This portion of the Jura Massif between Chapelle des Bois and Malbuisson has been nicknamed Little Siberia for its winter temperature records. Winter and summer, its attractions are numerous.
The gendarmerie’s weather station recorded -41 ° C on a winter day 1985 in the village of Mouthe , considered since the coldest in France . Playing with this peculiarity, the Tourist Office distributes to visitors amusing degrees of resistance to the cold.
In January and February, snow is often present and you can practice cross-country skiing, downhill skiing, snowshoeing, dog sledding and ice skating on the frozen lakes.
When the snow melts and the water warms up, it’s bathing, catamaran, sailing and fishing season.
Around Lake St. Point , one of the largest natural lakes in France, we see a small village, Port Titi , created in the 1930s by fishermen. The latter built huts where they came to spend the day; today they are cottages. Among other things, whitefish (known as féra on the other side of the border) are caught there and are very popular with the chefs.
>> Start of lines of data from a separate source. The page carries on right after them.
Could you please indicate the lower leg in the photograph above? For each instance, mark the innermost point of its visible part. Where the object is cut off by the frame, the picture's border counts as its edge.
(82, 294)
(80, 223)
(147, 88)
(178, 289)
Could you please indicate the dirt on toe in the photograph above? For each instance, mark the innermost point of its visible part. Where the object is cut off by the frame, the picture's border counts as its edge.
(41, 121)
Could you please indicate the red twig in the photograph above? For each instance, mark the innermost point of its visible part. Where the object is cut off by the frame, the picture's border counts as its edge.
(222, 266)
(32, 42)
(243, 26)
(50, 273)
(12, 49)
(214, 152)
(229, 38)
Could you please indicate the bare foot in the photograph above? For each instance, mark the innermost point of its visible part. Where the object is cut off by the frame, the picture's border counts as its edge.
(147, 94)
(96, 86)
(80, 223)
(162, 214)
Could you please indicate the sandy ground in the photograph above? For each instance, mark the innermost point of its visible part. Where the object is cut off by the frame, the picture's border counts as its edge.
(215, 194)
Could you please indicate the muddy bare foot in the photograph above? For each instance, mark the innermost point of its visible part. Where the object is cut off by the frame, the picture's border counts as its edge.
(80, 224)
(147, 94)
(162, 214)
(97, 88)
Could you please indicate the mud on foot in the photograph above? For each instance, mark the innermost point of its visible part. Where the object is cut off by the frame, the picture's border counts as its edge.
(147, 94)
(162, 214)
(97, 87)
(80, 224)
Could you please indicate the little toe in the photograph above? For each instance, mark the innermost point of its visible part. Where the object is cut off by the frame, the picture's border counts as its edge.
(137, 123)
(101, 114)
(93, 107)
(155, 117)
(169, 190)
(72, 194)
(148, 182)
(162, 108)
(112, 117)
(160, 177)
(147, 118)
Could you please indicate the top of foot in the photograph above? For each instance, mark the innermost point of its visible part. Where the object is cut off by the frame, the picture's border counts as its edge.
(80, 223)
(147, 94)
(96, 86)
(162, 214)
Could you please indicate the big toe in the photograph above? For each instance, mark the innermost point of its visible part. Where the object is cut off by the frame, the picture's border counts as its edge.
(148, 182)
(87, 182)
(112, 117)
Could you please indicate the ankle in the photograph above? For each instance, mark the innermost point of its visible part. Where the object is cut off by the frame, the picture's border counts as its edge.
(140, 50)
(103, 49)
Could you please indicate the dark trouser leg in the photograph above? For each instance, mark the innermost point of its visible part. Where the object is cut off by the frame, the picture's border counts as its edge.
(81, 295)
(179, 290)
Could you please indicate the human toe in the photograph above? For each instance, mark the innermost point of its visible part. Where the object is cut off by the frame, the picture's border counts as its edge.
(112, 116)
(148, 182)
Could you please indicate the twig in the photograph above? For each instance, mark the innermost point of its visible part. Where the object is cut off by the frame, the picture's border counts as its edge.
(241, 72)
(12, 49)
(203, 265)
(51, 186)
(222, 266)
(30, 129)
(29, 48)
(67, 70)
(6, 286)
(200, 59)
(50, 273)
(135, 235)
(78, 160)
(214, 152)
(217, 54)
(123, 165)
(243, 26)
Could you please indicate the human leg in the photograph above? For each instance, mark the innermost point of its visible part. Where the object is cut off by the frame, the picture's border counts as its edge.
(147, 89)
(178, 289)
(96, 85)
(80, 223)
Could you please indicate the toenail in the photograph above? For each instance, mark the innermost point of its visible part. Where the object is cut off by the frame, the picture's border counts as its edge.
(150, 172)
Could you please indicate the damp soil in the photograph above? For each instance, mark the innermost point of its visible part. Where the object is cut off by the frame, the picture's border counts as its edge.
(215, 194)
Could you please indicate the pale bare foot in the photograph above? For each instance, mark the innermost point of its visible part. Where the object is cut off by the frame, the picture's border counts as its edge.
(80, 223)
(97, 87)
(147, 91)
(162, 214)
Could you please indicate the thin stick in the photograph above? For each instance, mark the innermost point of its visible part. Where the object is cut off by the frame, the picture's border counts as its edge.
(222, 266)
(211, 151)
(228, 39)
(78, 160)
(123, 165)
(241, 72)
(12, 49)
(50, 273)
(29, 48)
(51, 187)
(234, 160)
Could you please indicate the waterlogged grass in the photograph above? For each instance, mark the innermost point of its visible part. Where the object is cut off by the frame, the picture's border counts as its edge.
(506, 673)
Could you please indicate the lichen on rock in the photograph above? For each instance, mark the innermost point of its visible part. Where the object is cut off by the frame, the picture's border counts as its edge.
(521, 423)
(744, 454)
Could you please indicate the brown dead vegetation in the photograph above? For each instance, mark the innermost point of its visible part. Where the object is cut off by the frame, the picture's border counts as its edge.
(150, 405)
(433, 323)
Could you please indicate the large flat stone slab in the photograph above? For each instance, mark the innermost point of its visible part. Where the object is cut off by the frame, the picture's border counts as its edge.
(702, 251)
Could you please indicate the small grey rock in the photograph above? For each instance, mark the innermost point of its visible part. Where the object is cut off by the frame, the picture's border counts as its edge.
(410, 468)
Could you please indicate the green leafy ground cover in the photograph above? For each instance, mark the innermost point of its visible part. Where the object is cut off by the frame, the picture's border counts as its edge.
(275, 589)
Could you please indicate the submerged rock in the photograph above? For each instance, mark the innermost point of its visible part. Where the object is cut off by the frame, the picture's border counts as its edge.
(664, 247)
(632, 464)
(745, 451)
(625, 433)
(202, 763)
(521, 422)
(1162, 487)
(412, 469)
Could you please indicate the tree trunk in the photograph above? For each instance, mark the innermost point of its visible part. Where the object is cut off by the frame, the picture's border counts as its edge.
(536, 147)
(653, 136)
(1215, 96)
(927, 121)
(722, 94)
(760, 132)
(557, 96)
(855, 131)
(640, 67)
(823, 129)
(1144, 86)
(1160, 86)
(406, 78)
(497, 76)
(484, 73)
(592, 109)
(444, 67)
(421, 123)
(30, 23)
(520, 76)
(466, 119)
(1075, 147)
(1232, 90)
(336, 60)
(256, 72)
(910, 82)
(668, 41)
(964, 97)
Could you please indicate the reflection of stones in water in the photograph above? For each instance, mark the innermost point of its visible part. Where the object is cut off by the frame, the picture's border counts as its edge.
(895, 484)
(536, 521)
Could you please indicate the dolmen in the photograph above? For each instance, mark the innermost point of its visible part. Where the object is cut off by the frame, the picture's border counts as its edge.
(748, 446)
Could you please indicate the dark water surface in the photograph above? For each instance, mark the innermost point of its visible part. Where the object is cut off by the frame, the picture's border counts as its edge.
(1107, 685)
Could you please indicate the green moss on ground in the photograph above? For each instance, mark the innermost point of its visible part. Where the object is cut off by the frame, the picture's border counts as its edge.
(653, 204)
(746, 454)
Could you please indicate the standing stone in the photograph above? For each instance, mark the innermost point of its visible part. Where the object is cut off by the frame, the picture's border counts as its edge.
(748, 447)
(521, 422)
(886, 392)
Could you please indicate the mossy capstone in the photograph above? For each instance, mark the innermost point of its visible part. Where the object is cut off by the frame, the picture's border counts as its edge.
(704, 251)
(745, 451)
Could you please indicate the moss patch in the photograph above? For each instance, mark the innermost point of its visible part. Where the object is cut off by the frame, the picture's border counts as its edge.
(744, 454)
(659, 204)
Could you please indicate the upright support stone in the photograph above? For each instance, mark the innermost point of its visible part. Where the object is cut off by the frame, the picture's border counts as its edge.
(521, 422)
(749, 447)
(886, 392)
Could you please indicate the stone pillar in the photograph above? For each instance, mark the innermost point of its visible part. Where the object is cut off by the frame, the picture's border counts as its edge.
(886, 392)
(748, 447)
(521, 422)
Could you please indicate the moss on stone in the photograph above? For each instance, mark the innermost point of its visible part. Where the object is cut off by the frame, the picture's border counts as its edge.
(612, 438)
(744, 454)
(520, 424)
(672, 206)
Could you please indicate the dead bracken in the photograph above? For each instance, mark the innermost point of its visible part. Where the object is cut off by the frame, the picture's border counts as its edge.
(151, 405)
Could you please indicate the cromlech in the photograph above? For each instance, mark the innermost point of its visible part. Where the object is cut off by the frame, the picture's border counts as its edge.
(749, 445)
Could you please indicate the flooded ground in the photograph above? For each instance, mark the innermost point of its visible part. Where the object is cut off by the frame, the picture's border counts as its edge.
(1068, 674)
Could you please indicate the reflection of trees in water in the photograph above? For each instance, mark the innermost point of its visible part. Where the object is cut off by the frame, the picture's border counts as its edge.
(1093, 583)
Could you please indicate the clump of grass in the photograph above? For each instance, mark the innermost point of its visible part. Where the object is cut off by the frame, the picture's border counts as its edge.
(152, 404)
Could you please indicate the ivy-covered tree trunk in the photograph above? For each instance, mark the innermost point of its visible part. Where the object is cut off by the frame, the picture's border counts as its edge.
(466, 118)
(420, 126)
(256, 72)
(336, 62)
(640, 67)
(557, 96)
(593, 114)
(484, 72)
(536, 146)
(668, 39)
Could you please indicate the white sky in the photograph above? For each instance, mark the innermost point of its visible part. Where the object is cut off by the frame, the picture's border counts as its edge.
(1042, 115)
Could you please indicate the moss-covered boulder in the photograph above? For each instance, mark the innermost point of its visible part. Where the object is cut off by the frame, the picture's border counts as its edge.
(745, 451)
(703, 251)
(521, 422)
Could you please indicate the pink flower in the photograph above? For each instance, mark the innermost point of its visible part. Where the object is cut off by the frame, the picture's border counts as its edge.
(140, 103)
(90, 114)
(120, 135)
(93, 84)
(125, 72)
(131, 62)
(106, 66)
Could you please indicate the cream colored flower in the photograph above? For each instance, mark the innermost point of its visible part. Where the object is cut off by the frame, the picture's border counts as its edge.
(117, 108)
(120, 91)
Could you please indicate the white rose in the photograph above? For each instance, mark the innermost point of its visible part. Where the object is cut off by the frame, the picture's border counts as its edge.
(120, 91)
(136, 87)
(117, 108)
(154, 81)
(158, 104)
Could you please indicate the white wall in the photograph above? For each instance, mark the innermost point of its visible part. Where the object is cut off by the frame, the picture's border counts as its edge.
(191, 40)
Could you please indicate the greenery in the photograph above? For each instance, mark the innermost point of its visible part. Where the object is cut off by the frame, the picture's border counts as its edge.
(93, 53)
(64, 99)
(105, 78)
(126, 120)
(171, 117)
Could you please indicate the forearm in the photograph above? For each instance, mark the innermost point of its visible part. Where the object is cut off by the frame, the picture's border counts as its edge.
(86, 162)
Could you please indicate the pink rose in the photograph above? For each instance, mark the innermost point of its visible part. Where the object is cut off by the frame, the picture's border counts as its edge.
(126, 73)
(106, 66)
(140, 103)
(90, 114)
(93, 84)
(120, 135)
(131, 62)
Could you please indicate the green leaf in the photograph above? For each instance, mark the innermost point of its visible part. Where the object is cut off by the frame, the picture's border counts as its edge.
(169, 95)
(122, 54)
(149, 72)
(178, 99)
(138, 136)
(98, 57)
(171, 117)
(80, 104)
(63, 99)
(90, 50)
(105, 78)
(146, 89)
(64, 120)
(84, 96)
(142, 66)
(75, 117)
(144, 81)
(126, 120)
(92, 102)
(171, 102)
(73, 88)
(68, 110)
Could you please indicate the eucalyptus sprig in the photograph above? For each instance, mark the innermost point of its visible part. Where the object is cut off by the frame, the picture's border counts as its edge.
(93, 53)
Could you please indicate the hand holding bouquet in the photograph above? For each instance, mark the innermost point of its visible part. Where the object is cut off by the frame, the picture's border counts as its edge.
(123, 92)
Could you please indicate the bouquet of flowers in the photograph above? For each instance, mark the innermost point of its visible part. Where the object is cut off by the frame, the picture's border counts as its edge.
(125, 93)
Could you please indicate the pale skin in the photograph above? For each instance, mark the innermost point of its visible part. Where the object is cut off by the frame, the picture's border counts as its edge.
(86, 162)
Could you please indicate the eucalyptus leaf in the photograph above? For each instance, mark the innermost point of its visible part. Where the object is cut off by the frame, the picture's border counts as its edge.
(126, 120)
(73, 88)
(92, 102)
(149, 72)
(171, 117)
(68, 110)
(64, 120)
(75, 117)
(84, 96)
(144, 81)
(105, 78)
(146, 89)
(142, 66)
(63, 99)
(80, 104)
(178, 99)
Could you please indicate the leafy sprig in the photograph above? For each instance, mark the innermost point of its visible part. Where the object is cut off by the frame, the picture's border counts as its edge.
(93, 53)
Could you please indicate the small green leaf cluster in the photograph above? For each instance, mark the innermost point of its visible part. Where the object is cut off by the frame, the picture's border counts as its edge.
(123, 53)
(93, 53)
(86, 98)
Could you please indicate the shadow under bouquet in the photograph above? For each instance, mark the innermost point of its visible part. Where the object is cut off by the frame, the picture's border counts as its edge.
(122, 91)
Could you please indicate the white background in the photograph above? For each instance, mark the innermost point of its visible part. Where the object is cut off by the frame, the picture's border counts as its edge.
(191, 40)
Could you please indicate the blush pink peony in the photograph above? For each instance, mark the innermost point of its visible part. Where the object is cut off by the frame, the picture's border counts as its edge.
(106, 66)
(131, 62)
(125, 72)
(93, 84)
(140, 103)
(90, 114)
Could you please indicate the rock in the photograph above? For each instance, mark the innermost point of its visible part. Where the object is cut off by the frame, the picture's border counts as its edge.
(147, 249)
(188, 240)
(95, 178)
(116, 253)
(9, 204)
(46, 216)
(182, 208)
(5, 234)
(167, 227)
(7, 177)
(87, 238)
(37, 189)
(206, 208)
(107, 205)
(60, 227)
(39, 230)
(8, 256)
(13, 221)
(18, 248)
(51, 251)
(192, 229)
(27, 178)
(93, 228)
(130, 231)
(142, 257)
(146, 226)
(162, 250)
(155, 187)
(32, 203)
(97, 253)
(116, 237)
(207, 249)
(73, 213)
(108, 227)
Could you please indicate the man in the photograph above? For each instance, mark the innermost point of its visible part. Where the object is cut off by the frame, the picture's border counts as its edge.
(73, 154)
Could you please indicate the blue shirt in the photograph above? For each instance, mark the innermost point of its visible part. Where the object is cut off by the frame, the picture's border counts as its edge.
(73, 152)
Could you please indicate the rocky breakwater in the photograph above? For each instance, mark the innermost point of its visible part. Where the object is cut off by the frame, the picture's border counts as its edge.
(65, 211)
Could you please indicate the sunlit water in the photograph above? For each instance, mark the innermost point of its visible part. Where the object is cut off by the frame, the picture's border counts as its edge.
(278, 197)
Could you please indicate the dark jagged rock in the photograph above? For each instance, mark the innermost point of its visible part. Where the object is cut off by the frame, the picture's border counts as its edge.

In the summer, the alpine pastures offer an exceptional nature for the production of milk for the manufacture of a king cheese, the county . It is made from fruit , the first traces of which can be found in the 13th century. The peasants came up with the idea of coming together to pool their milk and make larger cheeses that are kept for a long time. This form of meeting has been called a “fructerie” of the mountains, hence the name of the fruit tree used today. The farmers hired (and it’s still true!) A cheese maker who made the counties for them.
The company Marcel Petite, installed at Fort Saint Antoine , refines thousands of millstones.
“In the 1960s, when Marcel Petite discovered this old disused military building at 1100 meters above sea level, everyone called him mad, because it was unthinkable to put cheeses underground”
explains Claude Querry, current manager of the place. The counties coming out of the fort are considered to be among the best in the market . It takes at least 10 months to refine these pieces of 35 kilos and average 14 months. Some are tasted after more than three years of strong.
“An old cheese is not necessarily a good cheese, you have to take one wheel to its optimum, some reach it in another 14 months in twenty or more”
continues Claude Querry.
The region is also famous for its Mont d’Or , produced from mid-August to mid-March, and enclosed in spruce boxes that give them a woody flavor.
The wood was also used to smoke meats. Traditionally in a tuyé , a large chimney rising above the central part of the farms of Haut Doubs . There are still some manufacturers who use this spectacular method. If pork is used for morteau sausage, the tongue of smoked beef is an old specialty, now rare, of this middle mountain. Fir or spruce wood was used to slowly smoke cold. The omnipresence of wood has also allowed the development of a craft around toys known well beyond our borders.
The morbier comes from the manufacture of a cheese from the milking of the morning and another of the milking of the evening. We put the morning cheese in a basket, we tapped it with ash collected on the ass of the copper cauldron to protect it and then placed the evening cheese on top. And so was born this cheese with its characteristic blue line.